Good point btw Morgenhund, I might do that with my future investigations. =)

Essex_boy

7:11 pm on Jun 27, 2004 (gmt 0)

WebmasterWorld Senior Member 10+ Year Member Top Contributors Of The Month



Fraud!

Shipping is as much as the item - unless its custom built scrap the order.

rsia23

2:46 am on Jun 28, 2004 (gmt 0)

10+ Year Member



Yup, i asked him for the info the 2nd time and he never responded back.. tsk tsk tsk

feiman

4:19 pm on Jun 28, 2004 (gmt 0)

10+ Year Member



Generally speaking, if the AVS fails, try and find a way to verify (call, email, etc) before fulfilling the order. If you get an AVS failure and ship the order, you have no defense against a chargeback. As the credit card companies say, if you decide to ship against an AVS failure or if the shipping address doesn't match the billing address and the customer wants a chargeback, its the "cost of doing business".

wattsnew

4:47 am on Jul 9, 2004 (gmt 0)

10+ Year Member



I had the strange experience of an order from a N. African/Mediterranean country for a $20 product with Worldwide Express shipping at over $50. The card info looked OK. Then another identical order from the same place, different buyer, next day. Then a repeat order from the first buyer within three days!

Not speaking the language, I emailed the customer anyway suggesting available cheaper shipping methods. No reply, but over two weeks more than a dozen additional single unit orders sent Worldwide Express - about half of them repeat orders.

Nothing ever again from the place after that flurry. I've always wondered what they were using the product for - and learned never to cry "fraud" too fast. At $20 and a utilitarian product, I've only been defrauded (via chargebacks) three times in two years, never by fake or stolen cards.

W

digitalv

4:55 am on Jul 9, 2004 (gmt 0)

WebmasterWorld Senior Member 10+ Year Member



You should probably change your gateway settings to automatically decline cards where AVS doesn't match - then you don't have to mess with voiding it later.

This one sounds like fraud to me.
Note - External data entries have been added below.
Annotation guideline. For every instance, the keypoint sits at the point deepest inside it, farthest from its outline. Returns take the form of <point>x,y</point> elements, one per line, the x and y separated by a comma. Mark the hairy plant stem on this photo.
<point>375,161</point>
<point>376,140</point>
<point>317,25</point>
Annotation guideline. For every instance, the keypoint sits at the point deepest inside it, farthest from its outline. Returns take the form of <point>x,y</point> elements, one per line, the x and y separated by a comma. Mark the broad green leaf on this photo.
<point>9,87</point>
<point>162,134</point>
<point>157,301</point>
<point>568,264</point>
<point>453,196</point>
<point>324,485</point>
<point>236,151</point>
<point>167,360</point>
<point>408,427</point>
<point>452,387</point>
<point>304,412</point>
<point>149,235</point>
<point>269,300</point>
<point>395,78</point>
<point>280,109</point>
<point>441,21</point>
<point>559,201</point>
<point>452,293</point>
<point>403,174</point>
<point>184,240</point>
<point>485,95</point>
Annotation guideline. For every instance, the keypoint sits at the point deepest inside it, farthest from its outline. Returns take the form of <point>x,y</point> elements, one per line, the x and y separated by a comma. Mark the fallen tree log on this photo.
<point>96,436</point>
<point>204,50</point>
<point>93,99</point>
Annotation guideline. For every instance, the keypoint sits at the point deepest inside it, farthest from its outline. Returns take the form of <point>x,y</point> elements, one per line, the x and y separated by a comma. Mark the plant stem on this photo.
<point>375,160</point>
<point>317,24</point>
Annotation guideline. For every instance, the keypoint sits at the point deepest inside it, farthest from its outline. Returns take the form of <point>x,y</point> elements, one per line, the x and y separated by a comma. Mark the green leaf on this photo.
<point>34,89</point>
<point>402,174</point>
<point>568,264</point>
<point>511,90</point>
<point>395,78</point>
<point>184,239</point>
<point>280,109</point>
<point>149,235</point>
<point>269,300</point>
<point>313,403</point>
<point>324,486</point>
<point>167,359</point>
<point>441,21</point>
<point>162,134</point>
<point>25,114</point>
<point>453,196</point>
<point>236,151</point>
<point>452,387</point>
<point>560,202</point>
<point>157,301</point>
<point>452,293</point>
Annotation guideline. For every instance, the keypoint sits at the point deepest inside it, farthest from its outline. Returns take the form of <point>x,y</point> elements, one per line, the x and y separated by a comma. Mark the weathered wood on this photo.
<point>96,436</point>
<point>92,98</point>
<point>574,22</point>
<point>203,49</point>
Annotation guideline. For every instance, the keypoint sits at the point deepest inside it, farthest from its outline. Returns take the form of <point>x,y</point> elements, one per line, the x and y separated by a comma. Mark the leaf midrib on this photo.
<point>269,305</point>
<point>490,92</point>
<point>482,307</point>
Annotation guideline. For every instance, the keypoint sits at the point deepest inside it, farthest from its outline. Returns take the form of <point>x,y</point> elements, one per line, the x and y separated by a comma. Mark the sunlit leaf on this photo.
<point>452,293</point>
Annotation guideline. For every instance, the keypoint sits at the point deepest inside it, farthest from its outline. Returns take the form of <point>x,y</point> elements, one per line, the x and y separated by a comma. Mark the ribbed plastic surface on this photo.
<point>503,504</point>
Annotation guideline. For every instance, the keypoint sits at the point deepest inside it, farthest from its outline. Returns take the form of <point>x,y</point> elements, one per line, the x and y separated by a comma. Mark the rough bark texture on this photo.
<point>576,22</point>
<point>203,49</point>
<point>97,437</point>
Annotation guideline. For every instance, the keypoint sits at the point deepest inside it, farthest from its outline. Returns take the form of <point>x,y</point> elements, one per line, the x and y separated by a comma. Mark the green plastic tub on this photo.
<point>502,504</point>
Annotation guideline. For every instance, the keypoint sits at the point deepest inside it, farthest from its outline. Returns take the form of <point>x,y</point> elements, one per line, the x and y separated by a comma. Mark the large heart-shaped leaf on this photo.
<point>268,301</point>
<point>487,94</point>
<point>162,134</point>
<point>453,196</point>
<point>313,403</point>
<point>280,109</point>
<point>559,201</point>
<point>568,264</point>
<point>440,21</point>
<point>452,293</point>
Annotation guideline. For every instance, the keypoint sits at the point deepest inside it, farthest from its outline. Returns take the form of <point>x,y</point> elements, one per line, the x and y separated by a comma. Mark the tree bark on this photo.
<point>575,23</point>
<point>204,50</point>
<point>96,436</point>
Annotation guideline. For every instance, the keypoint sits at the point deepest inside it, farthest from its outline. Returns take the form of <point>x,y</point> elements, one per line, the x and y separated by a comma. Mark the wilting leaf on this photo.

Make it a policy to only ship merchandise to an AVS-Verified address, otherwise word will get around that you'll ship "anywhere" and you'll get bombarded with more fraudulent orders than legit ones.

People will take whatever they can get when it comes to online fraud because no matter what it is they can sell it on eBay ... doesn't matter to them whether its worth $1 or $1,000 - if it doesn't cost them anything to get it they still turn a profit.